Innes covered her hand. ‘Are your debts really so bad?’

‘There will certainly still be sufficient of them to pay off when I finally do come into my inheritance,’ she said.

His fingers tightened around hers. ‘I wish I could be of some help to you.’

‘You have been, simply by listening,’ Ainsley replied, flustered by the sympathy in his look. She no longer expected sympathy. She had come to believe she did not deserve it. ‘A problem shared and all that,’ she said with a small smile.

‘It’s a damnable situation.’

He seemed much bigger, this close. There was something terribly comforting in those broad shoulders, in the way his hand enveloped hers, in the way he was looking at her, not with pity at all but with understanding. Close-up, his irises were ringed with a very dark blue. She had never seen eyes quite that colour.

Realising her thoughts were once more straying down a most inappropriate path, Ainsley dropped her gaze. ‘If my father had not left my money in trust, my husband would have spent it by now, and I’d have nothing to look forward to in what he clearly thought of as my forty-year-old dotage. The money might have postponed my husband’s demise, but I doubt very much it would have been for more than a few years, and frankly I don’t think I could have borne a few more years married to him.’

‘I confess, at one point I thought you were going to tell me you had killed him yourself,’ Innes said.

Ainsley laughed. ‘I may not be the timid wee mouse he married, but I don’t think I’ve become a monster.’

‘I think you are a wonder.’ She looked up, surprised by the warmth in his tone, and her pulses began to race as he lifted her hand to his mouth, pressing a kiss to her knuckles. There was no mistaking it for one of those polite, social, nothing kisses. His mouth lingered on her skin, his lips warm, his eyes looking deep into hers for long, long seconds. ‘You are a most remarkable woman, Ainsley McBrayne.’

‘Thank you. I— Thank you.’

‘I really do wish there was some way that I could help you, but I know better than to offer you money.’

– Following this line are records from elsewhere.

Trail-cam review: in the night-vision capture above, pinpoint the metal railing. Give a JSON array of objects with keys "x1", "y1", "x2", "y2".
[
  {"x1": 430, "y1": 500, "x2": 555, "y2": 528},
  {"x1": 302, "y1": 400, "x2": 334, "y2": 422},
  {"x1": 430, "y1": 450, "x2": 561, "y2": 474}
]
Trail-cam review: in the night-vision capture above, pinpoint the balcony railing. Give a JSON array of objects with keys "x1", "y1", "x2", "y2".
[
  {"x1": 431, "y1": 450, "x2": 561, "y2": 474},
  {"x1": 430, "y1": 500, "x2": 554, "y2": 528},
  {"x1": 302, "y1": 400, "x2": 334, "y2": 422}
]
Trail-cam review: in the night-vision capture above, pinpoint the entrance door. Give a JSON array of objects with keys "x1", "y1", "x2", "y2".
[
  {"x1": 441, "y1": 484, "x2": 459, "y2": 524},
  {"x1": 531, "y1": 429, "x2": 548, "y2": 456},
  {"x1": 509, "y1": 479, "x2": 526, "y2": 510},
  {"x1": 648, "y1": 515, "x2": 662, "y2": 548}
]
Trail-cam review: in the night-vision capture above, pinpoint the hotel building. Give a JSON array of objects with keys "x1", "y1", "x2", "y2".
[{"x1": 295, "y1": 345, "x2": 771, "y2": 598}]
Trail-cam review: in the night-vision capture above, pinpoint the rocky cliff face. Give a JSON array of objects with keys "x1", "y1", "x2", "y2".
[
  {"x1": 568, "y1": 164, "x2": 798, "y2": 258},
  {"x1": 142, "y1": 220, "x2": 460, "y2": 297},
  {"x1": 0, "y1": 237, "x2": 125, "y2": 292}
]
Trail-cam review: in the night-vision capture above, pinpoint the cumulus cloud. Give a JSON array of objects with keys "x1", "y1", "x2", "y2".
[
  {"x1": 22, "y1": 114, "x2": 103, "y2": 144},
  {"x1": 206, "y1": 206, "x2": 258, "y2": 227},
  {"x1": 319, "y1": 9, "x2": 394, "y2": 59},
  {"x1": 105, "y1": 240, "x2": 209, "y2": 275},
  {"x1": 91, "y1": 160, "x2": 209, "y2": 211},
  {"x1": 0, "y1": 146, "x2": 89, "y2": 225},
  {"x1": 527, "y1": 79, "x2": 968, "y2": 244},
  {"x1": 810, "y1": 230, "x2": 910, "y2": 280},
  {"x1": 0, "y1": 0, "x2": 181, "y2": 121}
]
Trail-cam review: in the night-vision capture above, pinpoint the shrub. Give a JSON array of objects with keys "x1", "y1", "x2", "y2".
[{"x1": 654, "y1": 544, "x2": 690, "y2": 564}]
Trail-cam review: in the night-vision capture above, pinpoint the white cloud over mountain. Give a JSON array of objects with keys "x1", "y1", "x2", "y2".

‘I really do wish there was a way I could accept it, but—well, there we are, I cannot, so there is no point in discussing it. In fact, we have talked far more about me than you. I’m still not clear about what happens to your lands if you remain unmarried. What does this trust entail?’

She was pleased with how she sounded. Not a tremor to betray the quickening of desire his lips had stirred, and she hoped the flush she could feel blooming had not reached her cheeks.

However Innes Drummond felt, and she would have dearly liked to have known, he took his cue from her. ‘A trustee appointed by that lawyer, Ballard, to manage them, and all monies associated with them banked. I can’t touch a penny of it without a wife,’ he replied, ‘and even with a wife, I must also commit to living for a year on Strone Bridge.’